Now, contrast this lack of focus and organization to the empire of Rick Warren, leader of the Saddleback Church in Orange County.  He and his wife will be celebrating the 35-year anniversary of that empire's creation with 50,000 attendees at Angel Stadium right about now.  They developed a long-range plan for their own brand of church after graduating divinity school in Texas, seeing an excellent model in Robert Schuller's Crystal Cathedral, because they wanted no parts of the usual first assignment to some poor, rural church circuit by their Baptist denomination.  While in Orange County to study Schuller's organization, they carefully studied the local demographics -- wealthy yuppies who had lost interest in conventional religion -- and picked their sweet spot, where the 405 and 5 freeways merge.

After beginning with a group meeting in their condo and then twelve years of holding services in two high schools, and never giving up on their plan while polishing that charisma and sincerity, the Warrens have ended up with 27,000 followers in ten Southern California campuses along with 7500 more faithful meeting in homes.  Even a solid plan without the talent is not enough, of course; Warren's book The Purpose Driven Life shows he surely knows what people want to hear, in that it is the top nonfiction hardback with 40 million copies sold, second in translations only to the Bible.

Warren, Inc.'s success, assets, fame and wealth are a result of their solving a marketing problem for Protestant Christian religion.  That's all.  Sure, they have people do good deeds, but that's to weave a mantle of good publicity which is created by the labor of volunteers, so it is cheap and keeps the nonprofit status unassailable.

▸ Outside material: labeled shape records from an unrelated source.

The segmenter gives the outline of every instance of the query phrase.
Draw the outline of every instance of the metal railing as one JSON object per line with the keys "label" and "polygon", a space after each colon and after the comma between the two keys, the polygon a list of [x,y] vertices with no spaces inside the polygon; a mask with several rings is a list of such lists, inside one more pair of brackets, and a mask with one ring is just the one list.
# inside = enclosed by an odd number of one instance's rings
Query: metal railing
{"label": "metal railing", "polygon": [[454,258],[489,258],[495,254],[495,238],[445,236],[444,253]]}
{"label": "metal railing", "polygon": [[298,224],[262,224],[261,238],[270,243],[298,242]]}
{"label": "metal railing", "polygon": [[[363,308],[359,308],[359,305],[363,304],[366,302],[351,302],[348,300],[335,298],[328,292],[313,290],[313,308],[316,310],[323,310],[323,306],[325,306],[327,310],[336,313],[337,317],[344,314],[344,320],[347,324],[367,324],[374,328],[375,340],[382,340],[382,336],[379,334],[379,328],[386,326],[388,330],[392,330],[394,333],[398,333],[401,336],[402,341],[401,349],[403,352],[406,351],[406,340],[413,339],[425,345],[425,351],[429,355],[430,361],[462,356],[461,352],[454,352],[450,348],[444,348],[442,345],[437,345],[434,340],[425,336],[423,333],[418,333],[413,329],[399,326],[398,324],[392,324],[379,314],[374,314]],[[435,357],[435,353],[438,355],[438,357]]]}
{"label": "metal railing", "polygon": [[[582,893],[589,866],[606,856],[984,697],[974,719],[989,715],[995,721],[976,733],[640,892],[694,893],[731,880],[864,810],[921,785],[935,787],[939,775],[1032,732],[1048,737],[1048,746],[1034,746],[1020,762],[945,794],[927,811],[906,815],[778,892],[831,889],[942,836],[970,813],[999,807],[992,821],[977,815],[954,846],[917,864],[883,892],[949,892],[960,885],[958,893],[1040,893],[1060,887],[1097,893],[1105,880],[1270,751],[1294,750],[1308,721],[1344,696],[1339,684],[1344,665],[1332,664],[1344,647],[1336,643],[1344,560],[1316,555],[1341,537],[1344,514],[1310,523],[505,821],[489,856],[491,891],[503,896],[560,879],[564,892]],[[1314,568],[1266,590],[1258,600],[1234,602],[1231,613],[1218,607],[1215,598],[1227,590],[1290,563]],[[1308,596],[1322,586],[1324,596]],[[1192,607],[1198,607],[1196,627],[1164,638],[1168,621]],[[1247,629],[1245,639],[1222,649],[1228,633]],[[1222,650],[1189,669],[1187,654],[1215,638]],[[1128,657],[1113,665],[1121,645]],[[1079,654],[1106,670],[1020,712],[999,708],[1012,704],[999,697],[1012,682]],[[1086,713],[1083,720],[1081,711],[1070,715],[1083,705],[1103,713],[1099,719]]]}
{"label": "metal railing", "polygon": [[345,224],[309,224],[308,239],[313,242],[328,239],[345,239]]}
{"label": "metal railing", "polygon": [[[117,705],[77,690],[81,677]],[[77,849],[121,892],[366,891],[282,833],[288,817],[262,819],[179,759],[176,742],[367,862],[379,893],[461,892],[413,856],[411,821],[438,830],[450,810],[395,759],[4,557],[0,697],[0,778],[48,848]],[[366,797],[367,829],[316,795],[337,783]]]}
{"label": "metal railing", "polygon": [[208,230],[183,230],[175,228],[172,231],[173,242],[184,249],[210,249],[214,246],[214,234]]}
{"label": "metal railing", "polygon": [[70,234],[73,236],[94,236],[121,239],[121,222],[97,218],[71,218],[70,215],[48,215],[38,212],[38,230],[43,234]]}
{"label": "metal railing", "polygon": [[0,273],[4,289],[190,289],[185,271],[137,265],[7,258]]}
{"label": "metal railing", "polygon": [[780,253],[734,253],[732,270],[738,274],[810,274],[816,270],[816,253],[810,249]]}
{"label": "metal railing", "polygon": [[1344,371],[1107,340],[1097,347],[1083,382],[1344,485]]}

So out on the west coast we have one serious problem with nationwide impact and in desperate need of solutions on one hand, and a small problem of no real consequence, on the other, solved neatly and successfully.  A funny thing about human society is that one person, or family, driven by purpose or greed (or both), can move mountains, but the talents of many people together usually can't even get to the mountain.  As someone noted recently, the former USSR and Sam Walton's WalMart are both centrally planned command economies, but one got results and the other did not (but the workers, peasants and middle class lose either way).  We rightly fear dictators, CEOs and kings.  It's just that  putting all the king's men in charge doesn't inspire much confidence either.




 

1 comment:

  1. Wonder what a tomato taste like? I'm so thirsty. Maybe all that plastic washing up on shore can turn into water?